Henrotin Yves, Pap Thomas, Lieten Siddhartha, Badot Valérie, Dubuc Jean-Emile, Urbin-Choffray Didier, von Eynatten Maximilian, Johansen Odd Erik, Rau Stefanie, Brabants Karl
musculoSKeletal Innovative Research Lab (mSKIL), Université de Liège, Liège, Belgium
Institute of Musculoskeletal Medicine, University Hospital Münster, Münster, Germany.
RMD Open. 2025 Aug 12;11(3):e005433. doi: 10.1136/rmdopen-2025-005433.
Oral enzyme combination (OEC) therapy with bromelain, trypsin and rutoside reduces pain and improves function in patients with knee osteoarthritis (OA). Here, we investigated several potential biological mechanisms underlying the clinical effects of OEC therapy in patients with established knee OA with respect to innate immunity, systemic inflammation and cartilage turnover (EudraCT 2020-003154-80, NCT05038410).

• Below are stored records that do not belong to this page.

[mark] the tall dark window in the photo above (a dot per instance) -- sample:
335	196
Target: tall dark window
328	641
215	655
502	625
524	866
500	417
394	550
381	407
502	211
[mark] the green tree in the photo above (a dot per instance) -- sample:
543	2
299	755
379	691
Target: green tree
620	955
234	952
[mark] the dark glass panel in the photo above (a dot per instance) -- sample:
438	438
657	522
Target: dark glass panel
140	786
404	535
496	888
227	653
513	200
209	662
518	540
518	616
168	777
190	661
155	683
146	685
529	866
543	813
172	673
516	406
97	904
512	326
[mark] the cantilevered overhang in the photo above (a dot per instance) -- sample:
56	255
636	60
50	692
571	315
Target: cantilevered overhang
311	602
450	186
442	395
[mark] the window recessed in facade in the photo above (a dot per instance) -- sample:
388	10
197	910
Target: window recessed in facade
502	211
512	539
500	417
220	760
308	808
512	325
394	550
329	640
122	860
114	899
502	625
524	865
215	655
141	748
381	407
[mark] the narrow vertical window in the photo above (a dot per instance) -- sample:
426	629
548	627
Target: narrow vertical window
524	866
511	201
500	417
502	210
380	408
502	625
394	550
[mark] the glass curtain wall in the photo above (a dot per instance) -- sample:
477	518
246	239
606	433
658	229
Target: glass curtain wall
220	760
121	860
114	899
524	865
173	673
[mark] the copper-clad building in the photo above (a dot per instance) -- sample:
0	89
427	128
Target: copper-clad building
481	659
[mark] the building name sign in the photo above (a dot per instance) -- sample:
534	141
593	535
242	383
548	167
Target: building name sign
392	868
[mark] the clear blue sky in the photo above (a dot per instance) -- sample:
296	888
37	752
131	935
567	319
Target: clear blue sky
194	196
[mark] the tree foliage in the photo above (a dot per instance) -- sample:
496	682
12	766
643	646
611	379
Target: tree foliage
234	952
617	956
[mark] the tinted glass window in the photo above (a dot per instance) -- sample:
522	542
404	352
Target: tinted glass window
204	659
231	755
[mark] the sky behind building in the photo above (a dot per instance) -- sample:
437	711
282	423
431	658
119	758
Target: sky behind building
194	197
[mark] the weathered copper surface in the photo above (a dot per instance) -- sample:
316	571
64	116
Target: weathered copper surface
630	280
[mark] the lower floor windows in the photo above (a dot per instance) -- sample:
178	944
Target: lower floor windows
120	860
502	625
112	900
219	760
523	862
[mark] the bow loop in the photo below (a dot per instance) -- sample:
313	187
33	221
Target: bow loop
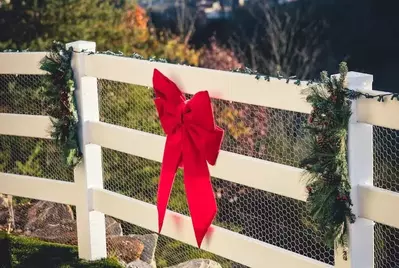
193	139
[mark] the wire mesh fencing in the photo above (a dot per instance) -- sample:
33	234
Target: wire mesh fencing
386	174
24	94
255	131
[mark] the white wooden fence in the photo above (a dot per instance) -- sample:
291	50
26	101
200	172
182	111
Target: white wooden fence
371	204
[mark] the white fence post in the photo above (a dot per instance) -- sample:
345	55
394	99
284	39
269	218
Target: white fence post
360	161
90	224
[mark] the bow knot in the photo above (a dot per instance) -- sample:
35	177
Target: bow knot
192	140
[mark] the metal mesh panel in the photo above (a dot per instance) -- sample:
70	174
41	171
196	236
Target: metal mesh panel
33	157
22	94
386	173
264	133
159	250
47	221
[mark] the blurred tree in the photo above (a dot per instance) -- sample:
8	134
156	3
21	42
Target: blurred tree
34	24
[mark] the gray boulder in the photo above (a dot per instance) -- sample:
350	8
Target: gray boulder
138	264
45	213
150	244
113	227
3	209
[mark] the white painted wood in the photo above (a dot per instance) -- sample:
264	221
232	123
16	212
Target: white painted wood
21	62
376	113
220	84
90	224
225	243
379	205
360	161
35	126
38	188
260	174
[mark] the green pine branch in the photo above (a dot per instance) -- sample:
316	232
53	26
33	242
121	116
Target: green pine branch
329	202
61	102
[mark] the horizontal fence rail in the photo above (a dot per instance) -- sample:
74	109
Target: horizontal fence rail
39	188
379	205
21	63
245	170
220	84
34	126
225	243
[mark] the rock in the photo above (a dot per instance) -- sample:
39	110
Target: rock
113	227
127	249
198	263
3	209
44	213
150	245
54	222
138	264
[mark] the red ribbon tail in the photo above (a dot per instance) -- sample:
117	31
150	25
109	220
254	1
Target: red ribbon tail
201	201
171	160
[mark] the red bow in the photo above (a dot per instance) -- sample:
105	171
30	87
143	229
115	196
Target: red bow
192	140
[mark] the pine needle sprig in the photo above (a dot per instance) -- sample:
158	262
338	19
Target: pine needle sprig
61	102
329	202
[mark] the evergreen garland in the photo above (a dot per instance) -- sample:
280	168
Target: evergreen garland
329	201
61	103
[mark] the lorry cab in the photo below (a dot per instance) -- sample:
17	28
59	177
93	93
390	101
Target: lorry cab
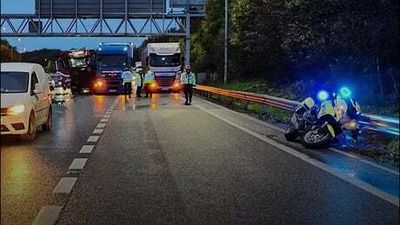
164	59
111	60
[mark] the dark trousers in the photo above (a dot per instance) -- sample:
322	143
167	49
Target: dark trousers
128	88
188	91
147	90
138	91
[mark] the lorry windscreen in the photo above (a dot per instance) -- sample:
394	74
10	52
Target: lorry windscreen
112	60
164	60
78	62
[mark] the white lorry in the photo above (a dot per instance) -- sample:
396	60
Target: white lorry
164	59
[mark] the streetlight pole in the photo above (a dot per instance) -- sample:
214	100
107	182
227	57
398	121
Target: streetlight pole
226	44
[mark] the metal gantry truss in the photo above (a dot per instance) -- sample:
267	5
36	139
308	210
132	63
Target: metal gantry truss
130	25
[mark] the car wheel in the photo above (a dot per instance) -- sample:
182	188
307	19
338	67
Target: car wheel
49	121
31	134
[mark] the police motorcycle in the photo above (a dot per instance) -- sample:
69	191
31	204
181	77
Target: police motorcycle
319	125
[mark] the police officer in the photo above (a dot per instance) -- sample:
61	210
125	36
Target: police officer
127	80
188	80
148	80
139	81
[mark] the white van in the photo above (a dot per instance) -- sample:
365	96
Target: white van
25	100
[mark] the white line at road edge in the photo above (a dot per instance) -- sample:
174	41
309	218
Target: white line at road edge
331	149
356	182
48	215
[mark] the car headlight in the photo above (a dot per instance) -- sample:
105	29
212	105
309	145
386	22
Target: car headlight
17	109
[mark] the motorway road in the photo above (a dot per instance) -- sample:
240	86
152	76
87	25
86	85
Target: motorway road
157	161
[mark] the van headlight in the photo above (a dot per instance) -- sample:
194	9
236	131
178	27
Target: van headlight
17	109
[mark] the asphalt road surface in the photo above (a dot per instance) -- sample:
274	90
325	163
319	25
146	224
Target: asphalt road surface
111	160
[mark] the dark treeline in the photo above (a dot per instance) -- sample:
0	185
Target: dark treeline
286	41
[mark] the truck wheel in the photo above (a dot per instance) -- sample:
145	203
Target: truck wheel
31	134
47	125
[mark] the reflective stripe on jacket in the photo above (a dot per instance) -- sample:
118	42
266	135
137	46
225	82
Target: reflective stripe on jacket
188	78
148	77
127	76
138	79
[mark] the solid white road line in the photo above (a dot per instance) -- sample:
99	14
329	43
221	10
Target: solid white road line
100	125
65	185
97	131
93	138
48	215
78	164
86	149
356	182
370	163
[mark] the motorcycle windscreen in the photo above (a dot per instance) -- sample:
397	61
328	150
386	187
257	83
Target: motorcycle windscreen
326	109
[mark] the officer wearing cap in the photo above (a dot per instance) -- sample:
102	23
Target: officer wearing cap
188	80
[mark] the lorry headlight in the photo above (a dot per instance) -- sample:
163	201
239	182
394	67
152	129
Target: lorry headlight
98	83
17	109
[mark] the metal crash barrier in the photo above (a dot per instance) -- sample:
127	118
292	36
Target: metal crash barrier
378	123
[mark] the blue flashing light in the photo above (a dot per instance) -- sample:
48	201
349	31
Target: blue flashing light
345	92
322	95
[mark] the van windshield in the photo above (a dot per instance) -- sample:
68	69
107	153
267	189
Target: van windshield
14	82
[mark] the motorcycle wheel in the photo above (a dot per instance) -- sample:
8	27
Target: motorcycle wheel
291	134
316	137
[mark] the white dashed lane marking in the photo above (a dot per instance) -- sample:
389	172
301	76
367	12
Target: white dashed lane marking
86	149
97	131
65	185
47	215
78	164
100	125
93	138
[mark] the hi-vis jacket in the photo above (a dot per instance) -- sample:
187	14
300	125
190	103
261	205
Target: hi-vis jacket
127	76
149	77
188	78
138	79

Patients (age ≥40 years, body mass index (BMI) ≤35 kg/m) with symptomatic knee OA were randomised to either placebo or OEC, administered 2×3 tablets/day, for 8 weeks before crossing over after a 4-week washout period. Different markers exploring innate immunity, inflammation and cartilage matrix degradation have been measured in the blood using immunoassays or cytometric methods. Data from the modified intention-to-treat population (mITT) were analysed using a generalised linear mixed model. No correction for multiple comparisons was made due to the exploratory nature of the study.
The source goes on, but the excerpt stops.